Del resto, la Direttiva non impone inderogabilmente il limite di deducibilità a tutti i contribuenti, essendo molteplici le possibili esclusioni contenute nell’art. 4, alcune di natura oggettiva (i.e., la franchigia di 3 milioni di euro e i prestiti ante-17 giugno 2016) e molte inerenti proprio a qualità soggettive dei destinatari (e.g., quella relativa alle entità stand alone o appartenenti a gruppi consolidati). Con tali deroghe, indirettamente, il legislatore comunitario fa salva la possibilità di mantenere in vita eventuali regimi derogatori di favore o di esclusione in essere negli ordinamenti interni, quale quello previsto dall’art. 1, comma 36, della Finanziaria 2008, per le immobiliari di gestione.
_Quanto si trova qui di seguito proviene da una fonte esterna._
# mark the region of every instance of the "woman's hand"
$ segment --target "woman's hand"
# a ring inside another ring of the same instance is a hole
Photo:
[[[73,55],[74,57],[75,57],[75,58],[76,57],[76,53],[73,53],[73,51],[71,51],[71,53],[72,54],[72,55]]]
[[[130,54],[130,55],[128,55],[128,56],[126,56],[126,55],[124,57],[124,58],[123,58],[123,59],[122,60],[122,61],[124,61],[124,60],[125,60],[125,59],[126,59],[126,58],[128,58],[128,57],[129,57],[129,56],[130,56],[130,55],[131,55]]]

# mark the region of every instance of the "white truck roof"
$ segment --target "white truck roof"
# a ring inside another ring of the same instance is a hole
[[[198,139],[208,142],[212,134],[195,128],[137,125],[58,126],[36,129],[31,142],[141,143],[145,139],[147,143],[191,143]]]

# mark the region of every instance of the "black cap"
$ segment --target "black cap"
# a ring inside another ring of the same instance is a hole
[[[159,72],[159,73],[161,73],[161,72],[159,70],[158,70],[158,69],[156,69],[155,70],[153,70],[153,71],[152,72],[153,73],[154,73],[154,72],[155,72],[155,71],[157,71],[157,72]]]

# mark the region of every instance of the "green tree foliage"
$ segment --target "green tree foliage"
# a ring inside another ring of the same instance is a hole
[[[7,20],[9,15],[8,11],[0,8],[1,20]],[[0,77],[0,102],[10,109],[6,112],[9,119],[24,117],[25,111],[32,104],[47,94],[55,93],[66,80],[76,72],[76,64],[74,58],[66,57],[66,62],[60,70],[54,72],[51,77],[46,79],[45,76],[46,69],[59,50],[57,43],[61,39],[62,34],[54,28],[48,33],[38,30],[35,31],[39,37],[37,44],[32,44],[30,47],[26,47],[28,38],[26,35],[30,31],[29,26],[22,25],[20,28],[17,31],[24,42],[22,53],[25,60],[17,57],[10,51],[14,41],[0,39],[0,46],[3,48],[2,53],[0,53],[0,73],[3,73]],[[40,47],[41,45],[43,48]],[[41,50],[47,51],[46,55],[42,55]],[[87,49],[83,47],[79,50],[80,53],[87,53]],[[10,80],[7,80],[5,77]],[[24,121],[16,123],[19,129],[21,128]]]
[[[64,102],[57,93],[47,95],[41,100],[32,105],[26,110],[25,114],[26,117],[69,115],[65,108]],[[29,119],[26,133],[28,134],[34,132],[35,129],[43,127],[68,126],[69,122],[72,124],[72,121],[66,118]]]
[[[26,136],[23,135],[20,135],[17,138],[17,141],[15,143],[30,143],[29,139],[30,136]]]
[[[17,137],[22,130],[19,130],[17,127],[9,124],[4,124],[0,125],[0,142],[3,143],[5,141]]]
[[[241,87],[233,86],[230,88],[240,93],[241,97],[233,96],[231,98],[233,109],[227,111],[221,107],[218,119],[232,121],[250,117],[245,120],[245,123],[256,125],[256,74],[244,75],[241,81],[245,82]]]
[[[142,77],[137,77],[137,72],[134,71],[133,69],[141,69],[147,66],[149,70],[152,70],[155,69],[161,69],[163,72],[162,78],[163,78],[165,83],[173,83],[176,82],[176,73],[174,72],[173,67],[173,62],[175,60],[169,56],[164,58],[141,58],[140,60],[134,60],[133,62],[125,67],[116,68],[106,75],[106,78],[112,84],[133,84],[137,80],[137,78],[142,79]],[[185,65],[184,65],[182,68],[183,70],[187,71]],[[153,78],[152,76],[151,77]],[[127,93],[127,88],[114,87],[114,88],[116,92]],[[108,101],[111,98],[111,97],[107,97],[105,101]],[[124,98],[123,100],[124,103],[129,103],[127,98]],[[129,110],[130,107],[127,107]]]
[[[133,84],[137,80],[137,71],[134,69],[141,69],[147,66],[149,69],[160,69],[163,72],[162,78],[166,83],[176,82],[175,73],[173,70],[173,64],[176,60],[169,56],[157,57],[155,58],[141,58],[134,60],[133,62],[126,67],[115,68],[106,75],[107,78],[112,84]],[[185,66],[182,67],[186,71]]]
Disciplina, quest’ultima, in alcun modo contrastante con i principi ispiratori e gli obiettivi perseguiti dall’ATAD interessata – come detto – a contrastare fenomeni elusivi transnazionali tipicamente realizzati mediante finanziamenti inter-company.

Ne consegue, pertanto, che la sua abrogazione tout court non rappresenta una necessaria attuazione della norma comunitaria, in quanto le medesime ragioni sistematiche che, sin dal 2008, hanno ispirato l’istituzione di un regime speciale per talune tipologie di finanziamenti delle immobiliari di gestione avrebbero consentito, ancora oggi, l’impiego delle deroghe ammesse dalla Direttiva.
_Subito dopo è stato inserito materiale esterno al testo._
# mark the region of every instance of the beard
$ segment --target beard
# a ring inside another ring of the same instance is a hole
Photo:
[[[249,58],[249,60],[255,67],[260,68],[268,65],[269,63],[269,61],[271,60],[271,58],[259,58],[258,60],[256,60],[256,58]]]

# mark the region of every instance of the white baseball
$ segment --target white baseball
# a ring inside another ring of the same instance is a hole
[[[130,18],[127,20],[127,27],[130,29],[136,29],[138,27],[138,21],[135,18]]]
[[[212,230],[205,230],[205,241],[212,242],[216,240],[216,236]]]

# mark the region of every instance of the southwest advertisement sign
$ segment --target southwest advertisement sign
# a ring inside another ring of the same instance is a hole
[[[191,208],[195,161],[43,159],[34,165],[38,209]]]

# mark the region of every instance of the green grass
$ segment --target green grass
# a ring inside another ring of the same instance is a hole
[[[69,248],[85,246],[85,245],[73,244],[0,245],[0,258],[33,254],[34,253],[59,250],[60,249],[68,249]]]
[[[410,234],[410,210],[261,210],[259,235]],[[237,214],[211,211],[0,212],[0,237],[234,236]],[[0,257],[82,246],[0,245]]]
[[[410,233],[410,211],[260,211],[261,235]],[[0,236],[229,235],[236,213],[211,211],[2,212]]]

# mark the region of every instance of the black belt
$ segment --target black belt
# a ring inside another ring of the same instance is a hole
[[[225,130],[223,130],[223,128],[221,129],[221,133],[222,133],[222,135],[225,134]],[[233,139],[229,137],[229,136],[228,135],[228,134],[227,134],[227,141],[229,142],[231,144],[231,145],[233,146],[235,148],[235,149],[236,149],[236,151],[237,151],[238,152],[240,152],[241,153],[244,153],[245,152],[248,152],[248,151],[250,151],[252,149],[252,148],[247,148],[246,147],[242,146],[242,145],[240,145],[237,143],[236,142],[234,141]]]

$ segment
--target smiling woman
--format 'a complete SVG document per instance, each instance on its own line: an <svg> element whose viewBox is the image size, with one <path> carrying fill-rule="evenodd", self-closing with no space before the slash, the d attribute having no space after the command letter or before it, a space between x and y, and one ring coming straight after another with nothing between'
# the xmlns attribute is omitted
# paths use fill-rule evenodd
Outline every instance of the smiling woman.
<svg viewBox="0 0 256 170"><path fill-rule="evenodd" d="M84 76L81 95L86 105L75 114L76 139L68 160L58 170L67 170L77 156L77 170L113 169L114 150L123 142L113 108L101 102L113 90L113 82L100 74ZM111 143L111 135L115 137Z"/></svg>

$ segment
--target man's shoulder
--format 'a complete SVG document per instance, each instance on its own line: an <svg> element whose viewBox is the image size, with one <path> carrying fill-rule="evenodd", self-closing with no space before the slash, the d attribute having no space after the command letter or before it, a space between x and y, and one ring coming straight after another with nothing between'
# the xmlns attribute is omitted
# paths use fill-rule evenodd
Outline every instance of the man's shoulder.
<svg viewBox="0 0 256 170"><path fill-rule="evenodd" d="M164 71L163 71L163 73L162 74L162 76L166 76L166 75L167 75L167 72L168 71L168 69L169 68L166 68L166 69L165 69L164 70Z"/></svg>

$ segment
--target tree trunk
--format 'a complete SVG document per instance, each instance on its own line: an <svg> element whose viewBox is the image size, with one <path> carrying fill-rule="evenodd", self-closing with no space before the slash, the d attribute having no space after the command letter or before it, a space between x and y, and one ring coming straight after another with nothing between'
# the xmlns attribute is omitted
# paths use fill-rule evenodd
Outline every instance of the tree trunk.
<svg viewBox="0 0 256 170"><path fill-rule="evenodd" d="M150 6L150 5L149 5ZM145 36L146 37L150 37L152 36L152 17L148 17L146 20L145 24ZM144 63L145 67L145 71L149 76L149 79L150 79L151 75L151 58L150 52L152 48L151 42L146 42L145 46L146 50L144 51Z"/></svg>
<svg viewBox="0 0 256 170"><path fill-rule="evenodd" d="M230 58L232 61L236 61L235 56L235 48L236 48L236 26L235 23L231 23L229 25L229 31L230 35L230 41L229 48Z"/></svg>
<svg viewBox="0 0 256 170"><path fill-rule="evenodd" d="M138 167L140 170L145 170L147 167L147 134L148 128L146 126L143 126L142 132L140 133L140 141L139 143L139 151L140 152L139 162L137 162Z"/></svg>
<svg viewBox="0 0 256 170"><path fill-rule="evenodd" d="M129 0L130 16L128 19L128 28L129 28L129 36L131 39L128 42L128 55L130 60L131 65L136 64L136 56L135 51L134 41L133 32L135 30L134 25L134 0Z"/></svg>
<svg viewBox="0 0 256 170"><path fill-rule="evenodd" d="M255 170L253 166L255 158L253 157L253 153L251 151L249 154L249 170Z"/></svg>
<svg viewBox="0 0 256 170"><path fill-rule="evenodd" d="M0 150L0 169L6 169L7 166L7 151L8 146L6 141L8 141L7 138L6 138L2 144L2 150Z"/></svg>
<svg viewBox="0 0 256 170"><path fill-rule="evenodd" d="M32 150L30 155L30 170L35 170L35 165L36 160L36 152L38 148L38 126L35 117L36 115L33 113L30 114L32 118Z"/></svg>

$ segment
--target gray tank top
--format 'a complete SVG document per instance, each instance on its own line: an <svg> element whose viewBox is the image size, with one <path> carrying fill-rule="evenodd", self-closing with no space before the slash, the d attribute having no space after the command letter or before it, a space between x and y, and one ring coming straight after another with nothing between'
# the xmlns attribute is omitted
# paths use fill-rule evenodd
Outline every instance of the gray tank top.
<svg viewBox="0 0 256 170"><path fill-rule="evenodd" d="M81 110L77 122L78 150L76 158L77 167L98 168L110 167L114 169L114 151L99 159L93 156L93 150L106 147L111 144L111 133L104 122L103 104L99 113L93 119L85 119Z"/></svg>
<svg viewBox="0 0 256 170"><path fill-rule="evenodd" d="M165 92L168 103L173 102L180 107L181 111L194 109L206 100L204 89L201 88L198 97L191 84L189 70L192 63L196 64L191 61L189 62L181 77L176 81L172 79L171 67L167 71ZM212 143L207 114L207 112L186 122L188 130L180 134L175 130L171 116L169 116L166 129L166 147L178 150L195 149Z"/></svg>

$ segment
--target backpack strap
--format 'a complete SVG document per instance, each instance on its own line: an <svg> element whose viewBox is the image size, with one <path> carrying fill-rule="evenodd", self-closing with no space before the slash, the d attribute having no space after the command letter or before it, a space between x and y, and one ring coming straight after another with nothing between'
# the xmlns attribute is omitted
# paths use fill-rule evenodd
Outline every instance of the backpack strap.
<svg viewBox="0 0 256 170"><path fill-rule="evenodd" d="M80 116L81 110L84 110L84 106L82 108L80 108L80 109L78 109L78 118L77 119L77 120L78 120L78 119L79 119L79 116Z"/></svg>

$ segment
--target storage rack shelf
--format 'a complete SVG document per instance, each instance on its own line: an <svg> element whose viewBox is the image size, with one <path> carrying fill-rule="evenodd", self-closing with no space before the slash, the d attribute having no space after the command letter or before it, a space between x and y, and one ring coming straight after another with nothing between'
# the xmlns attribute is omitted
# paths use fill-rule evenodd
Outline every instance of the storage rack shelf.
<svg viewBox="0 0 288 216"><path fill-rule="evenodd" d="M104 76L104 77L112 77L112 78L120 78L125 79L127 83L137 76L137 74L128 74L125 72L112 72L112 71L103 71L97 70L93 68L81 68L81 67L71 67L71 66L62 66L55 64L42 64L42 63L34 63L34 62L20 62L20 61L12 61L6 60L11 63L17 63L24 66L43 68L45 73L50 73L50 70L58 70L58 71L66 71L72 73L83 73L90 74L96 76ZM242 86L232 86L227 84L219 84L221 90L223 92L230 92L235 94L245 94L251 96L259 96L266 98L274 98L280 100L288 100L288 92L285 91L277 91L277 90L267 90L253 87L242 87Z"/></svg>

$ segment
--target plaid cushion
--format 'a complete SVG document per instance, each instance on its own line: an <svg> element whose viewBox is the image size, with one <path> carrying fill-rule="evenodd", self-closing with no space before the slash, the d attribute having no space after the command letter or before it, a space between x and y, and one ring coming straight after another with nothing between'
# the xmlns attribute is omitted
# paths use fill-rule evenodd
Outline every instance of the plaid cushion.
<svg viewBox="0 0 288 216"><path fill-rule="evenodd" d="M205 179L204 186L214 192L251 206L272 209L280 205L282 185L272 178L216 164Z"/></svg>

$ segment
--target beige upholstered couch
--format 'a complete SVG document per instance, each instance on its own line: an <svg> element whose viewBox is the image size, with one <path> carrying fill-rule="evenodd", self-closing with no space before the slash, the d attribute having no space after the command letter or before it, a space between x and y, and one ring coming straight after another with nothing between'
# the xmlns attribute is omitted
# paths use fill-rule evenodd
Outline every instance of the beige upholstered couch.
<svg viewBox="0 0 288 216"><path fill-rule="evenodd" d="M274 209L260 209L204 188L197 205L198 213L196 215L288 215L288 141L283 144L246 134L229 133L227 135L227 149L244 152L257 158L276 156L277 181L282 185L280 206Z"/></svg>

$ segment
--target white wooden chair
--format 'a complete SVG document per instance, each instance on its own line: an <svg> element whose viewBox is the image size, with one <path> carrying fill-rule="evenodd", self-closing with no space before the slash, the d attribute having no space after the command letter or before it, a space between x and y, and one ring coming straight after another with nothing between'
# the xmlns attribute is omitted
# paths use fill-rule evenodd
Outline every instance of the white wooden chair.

Il regime speciale riconosciuto alle società immobiliari si giustificava (e si giustifica) sulla base della considerazione del rilevante ruolo del nostro settore e della particolare struttura del conto economico delle società che investono in immobili destinati alla locazione, dove il peso degli oneri finanziari rispetto al fatturato è molto più elevato rispetto a un’impresa che svolge attività di produzione di beni o servizi. Limitare la deducibilità significa ridurre significativamente gli utili, o addirittura potrebbe portare generare perdite. L’abrogazione, peraltro, oltre che asistematica e non necessaria per l’attuazione della Direttiva ATAD, non sembra neanche giustificata da ragioni di gettito, se è vero che la relazione tecnica al decreto stima entrate di impatto assai ridotto, nell’ordine di pochi milioni di Euro (il che potrebbe far pensare a una clamorosa svista o a un errore di valutazione da parte della commissione parlamentare che proposto l’abrogazione).

 

Poiché invece, il danno, in termini di aggravamento del peso fiscale attuale e futuro e di immediato crollo dei valori delle società immobiliari, sarebbe enorme, chiediamo un immediato ravvedimento normativo.

Ci rivolgiamo in particolare al Ministro Tria, che nella sua lettera alla Commissione Europea volta ad evitare la procedura di infrazione, ha indicato per il 2019 un ambizioso obiettivo di privatizzazione del patrimonio pubblico, pari all’1 per cento del PIL, ossia a circa 18 miliardi di Euro e complessivamente 30 miliardi di Euro nel triennio. Ci permettiamo di osservare che tali obiettivi, già molto sfidanti in considerazione delle caratteristiche del patrimonio immobiliare pubblico, che richiede importanti interventi di valorizzazione almeno urbanistica per poter essere appetibile per il mercato, diventano oggettivamente non perseguibili nel contesto di un regime fiscale penalizzante che deprime il valore degli immobili, anche pubblici, e scoraggia gli investitori.

Chiediamo dunque che sia dato un segnale tangibile di attenzione all’industria immobiliare, che sia riconosciuto il suo peso sull’economia nazionale e il suo contributo essenziale che offre agli investimenti privati, alla crescita del PIL, ai programmi di finanza pubblica e allo sviluppo sostenibile, diffuso e coeso del nostro Paese.